Chichen Itza was a large pre-Columbian city built by the Maya people of the Terminal Classic period. The archeological site is located in Tinúm Municipality, Yucatán State, Mexico.

Chichén was founded about the 6th century CE, presumably by Maya peoples of the Yucatán Peninsula who had occupied the region since the Pre-Classic, or Formative, Period (1500 BCE–300 CE). The principal early buildings are in an architectural style known as Puuc, which shows a number of divergences from the styles of the southern lowlands.

The site exhibits a multitude of architectural styles, reminiscent of styles seen in central Mexico and of the Puuc and Chenes styles of the Northern Maya lowlands. The presence of central Mexican styles was once thought to have been representative of direct migration or even conquest from central Mexico, but most contemporary interpretations view the presence of these non-Maya styles more as the result of cultural diffusion.

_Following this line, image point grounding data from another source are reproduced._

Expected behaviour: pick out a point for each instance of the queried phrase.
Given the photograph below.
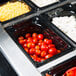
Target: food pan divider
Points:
(61, 68)
(57, 13)
(28, 14)
(11, 30)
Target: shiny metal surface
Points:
(57, 61)
(20, 63)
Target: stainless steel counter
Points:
(15, 56)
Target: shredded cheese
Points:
(13, 9)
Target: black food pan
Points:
(3, 2)
(61, 69)
(37, 25)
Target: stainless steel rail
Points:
(20, 63)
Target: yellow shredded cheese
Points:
(13, 9)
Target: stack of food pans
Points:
(40, 20)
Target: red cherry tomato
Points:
(32, 45)
(70, 72)
(37, 52)
(58, 51)
(35, 40)
(43, 53)
(21, 42)
(40, 41)
(51, 46)
(44, 47)
(21, 38)
(38, 59)
(24, 45)
(26, 49)
(48, 56)
(37, 47)
(29, 39)
(34, 57)
(32, 51)
(47, 41)
(40, 36)
(27, 35)
(52, 51)
(34, 35)
(42, 59)
(29, 45)
(48, 74)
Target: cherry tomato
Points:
(52, 51)
(38, 59)
(40, 36)
(42, 59)
(29, 39)
(32, 51)
(70, 72)
(43, 53)
(29, 45)
(58, 51)
(47, 41)
(21, 42)
(32, 45)
(34, 35)
(34, 57)
(40, 41)
(24, 45)
(37, 47)
(21, 38)
(48, 74)
(48, 56)
(27, 35)
(44, 47)
(35, 40)
(37, 52)
(51, 46)
(26, 49)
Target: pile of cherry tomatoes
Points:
(70, 72)
(38, 47)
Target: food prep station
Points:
(38, 20)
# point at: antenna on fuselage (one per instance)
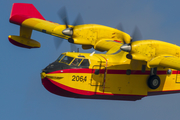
(92, 53)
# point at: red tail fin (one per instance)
(23, 11)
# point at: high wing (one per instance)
(100, 37)
(155, 53)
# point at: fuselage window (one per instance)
(85, 62)
(67, 59)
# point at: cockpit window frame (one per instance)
(66, 62)
(61, 58)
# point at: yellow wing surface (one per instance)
(155, 53)
(87, 35)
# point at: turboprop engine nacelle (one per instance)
(23, 42)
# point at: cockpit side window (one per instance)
(60, 57)
(85, 62)
(67, 59)
(76, 62)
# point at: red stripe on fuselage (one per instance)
(110, 71)
(50, 86)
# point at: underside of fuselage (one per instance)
(58, 89)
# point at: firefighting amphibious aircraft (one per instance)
(130, 70)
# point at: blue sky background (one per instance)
(23, 97)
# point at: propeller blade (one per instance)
(73, 47)
(79, 20)
(136, 34)
(120, 27)
(63, 16)
(57, 42)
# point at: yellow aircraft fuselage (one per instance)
(129, 70)
(106, 77)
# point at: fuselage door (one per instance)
(97, 77)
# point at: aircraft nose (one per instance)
(55, 66)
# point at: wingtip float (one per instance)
(130, 70)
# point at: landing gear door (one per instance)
(97, 77)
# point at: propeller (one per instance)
(62, 13)
(69, 30)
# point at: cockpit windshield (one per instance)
(76, 62)
(67, 59)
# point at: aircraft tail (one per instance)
(23, 11)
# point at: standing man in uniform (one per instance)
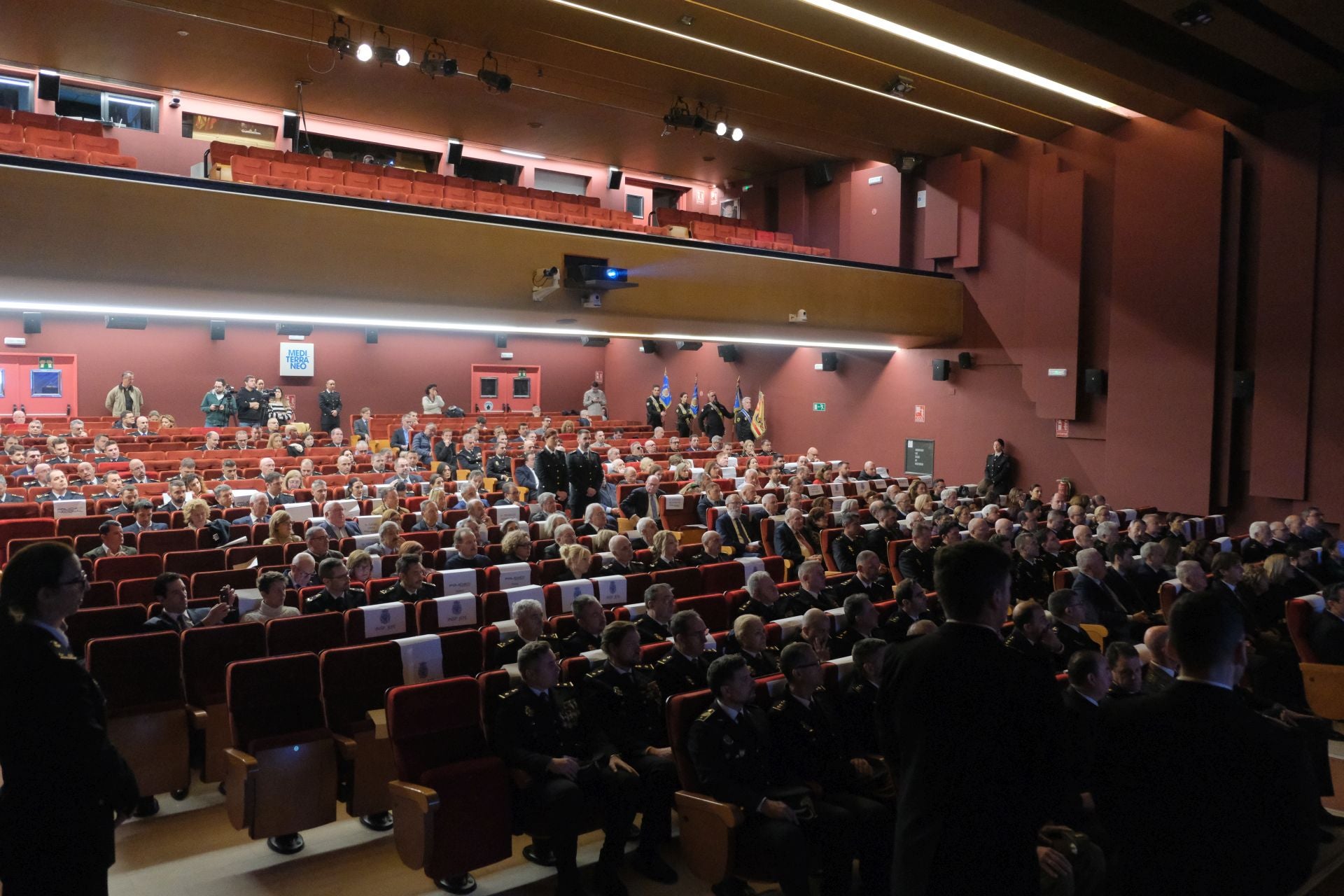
(585, 470)
(330, 406)
(654, 407)
(713, 416)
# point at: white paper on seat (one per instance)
(570, 590)
(457, 582)
(385, 618)
(248, 601)
(788, 626)
(422, 659)
(523, 593)
(609, 590)
(515, 575)
(69, 508)
(457, 609)
(750, 564)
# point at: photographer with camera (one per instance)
(218, 406)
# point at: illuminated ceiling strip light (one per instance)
(391, 323)
(968, 55)
(774, 62)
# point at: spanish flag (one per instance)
(758, 416)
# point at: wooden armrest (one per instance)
(344, 746)
(239, 788)
(414, 809)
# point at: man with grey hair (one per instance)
(764, 598)
(685, 666)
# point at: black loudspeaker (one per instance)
(1243, 384)
(818, 174)
(49, 86)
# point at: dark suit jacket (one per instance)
(1007, 706)
(1233, 811)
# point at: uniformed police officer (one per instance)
(564, 771)
(686, 665)
(730, 747)
(811, 748)
(625, 707)
(410, 582)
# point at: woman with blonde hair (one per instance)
(281, 530)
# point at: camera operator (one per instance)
(218, 405)
(252, 403)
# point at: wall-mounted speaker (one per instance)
(49, 86)
(1243, 384)
(818, 174)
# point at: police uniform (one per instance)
(683, 419)
(678, 673)
(530, 729)
(809, 748)
(626, 711)
(64, 780)
(732, 760)
(651, 630)
(398, 593)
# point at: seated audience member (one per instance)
(144, 512)
(1230, 777)
(1126, 671)
(659, 608)
(531, 622)
(685, 666)
(336, 594)
(169, 590)
(749, 643)
(112, 542)
(1327, 634)
(468, 552)
(272, 587)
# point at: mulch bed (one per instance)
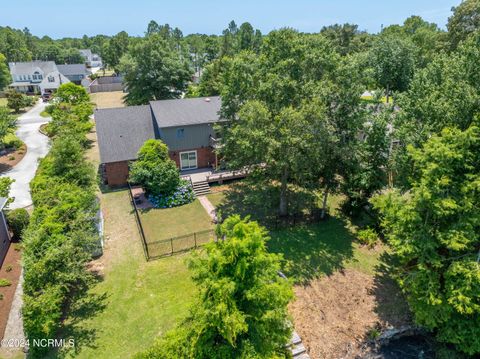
(334, 315)
(12, 259)
(12, 157)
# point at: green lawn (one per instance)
(136, 301)
(216, 198)
(159, 224)
(317, 249)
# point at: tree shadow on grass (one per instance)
(309, 249)
(86, 306)
(312, 250)
(391, 305)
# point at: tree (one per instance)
(266, 98)
(72, 94)
(5, 185)
(8, 123)
(434, 232)
(371, 165)
(464, 21)
(154, 169)
(114, 49)
(241, 308)
(154, 70)
(393, 63)
(5, 77)
(16, 100)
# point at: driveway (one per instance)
(37, 147)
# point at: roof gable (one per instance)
(184, 112)
(122, 131)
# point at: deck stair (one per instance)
(201, 188)
(298, 349)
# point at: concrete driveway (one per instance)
(37, 147)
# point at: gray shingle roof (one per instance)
(122, 131)
(189, 111)
(72, 69)
(27, 68)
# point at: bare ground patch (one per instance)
(335, 314)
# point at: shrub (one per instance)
(183, 195)
(154, 170)
(18, 220)
(367, 237)
(5, 282)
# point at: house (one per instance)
(74, 72)
(36, 77)
(4, 232)
(91, 59)
(186, 126)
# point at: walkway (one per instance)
(208, 206)
(37, 147)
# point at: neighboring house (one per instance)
(4, 232)
(74, 72)
(36, 77)
(91, 59)
(184, 125)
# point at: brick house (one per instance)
(186, 126)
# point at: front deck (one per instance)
(210, 176)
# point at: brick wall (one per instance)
(116, 173)
(205, 157)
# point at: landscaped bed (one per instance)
(13, 153)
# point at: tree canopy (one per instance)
(241, 308)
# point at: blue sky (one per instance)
(58, 18)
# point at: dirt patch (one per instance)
(108, 99)
(12, 157)
(10, 270)
(335, 315)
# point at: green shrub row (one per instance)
(62, 235)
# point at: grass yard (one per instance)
(159, 224)
(135, 301)
(108, 99)
(313, 250)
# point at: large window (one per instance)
(180, 133)
(188, 160)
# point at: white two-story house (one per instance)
(36, 77)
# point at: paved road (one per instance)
(37, 147)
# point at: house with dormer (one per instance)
(36, 77)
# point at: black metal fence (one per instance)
(169, 246)
(179, 244)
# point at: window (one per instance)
(188, 160)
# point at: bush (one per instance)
(154, 170)
(5, 282)
(183, 195)
(17, 220)
(367, 237)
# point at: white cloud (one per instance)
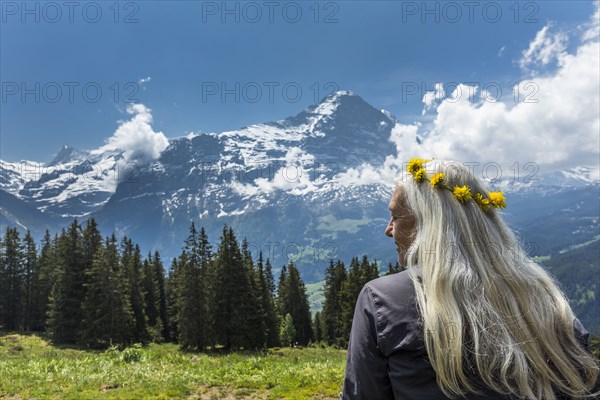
(544, 48)
(556, 126)
(143, 81)
(553, 121)
(291, 177)
(136, 138)
(431, 98)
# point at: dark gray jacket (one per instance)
(386, 355)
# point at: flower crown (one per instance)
(462, 193)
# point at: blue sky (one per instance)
(376, 49)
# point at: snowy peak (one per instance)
(66, 154)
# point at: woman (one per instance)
(472, 317)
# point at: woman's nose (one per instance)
(389, 230)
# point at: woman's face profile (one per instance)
(401, 225)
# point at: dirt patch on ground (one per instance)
(231, 393)
(228, 393)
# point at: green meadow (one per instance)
(31, 368)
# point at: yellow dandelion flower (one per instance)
(482, 202)
(437, 181)
(497, 199)
(415, 164)
(420, 175)
(462, 194)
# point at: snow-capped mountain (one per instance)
(283, 185)
(74, 184)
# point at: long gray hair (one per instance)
(488, 309)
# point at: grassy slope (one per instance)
(32, 368)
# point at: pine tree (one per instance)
(91, 242)
(335, 275)
(12, 296)
(171, 294)
(107, 315)
(131, 261)
(159, 276)
(267, 287)
(42, 284)
(294, 301)
(233, 289)
(68, 292)
(317, 328)
(394, 269)
(368, 271)
(192, 297)
(287, 331)
(150, 289)
(30, 272)
(254, 332)
(348, 295)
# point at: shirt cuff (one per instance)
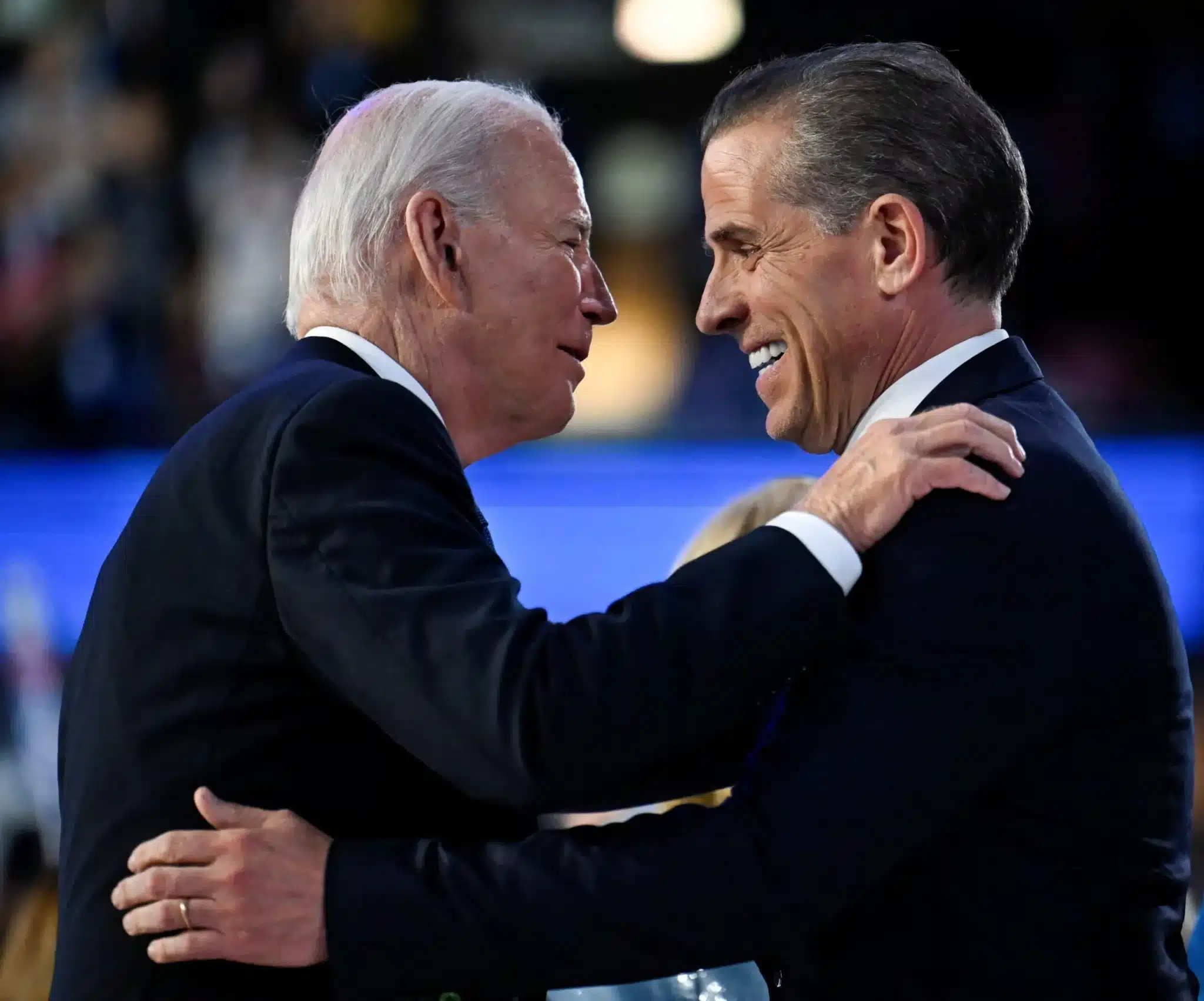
(832, 549)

Chichen Itza was one of the largest Maya cities and it was likely to have been one of the mythical great cities, or Tollans, referred to in later Mesoamerican literature. The city may have had the most diverse population in the Maya world, a factor that could have contributed to the variety of architectural styles at the site.

About 1450 the League and the political supremacy of Mayapán dissolved. When the Spanish entered the country in the 16th century, the Maya were living in many small towns, but the major cities, including Chichén, were largely abandoned.

Long left to the jungle, Chichén Itzá remained sacred to the Maya. Excavation began in the 19th century, and the site became one of Mexico’s prime archaeological zones.

A legendary tradition at Chichén was the Cult of the Cenote, involving human sacrifice to the rain god, Chaac, in which victims were thrown into the city’s major cenote (at the northernmost part of the ruin), along with gold and jade ornaments and other valuables. In 1904 Edward Herbert Thompson, an American who had bought the entire site, began dredging the cenote; his discovery of skeletons and sacrificial objects confirmed the legend.

The ruins of Chichen Itza are federal property, and the site’s stewardship is maintained by Mexico’s Instituto Nacional de Antropología e Historia (National Institute of Anthropology and History). The land under the monuments had been privately owned until 29 March 2010, when it was purchased by the state of Yucatán.

Chichen Itza is one of the most visited archeological sites in Mexico with over 2.6 million tourists in 2017.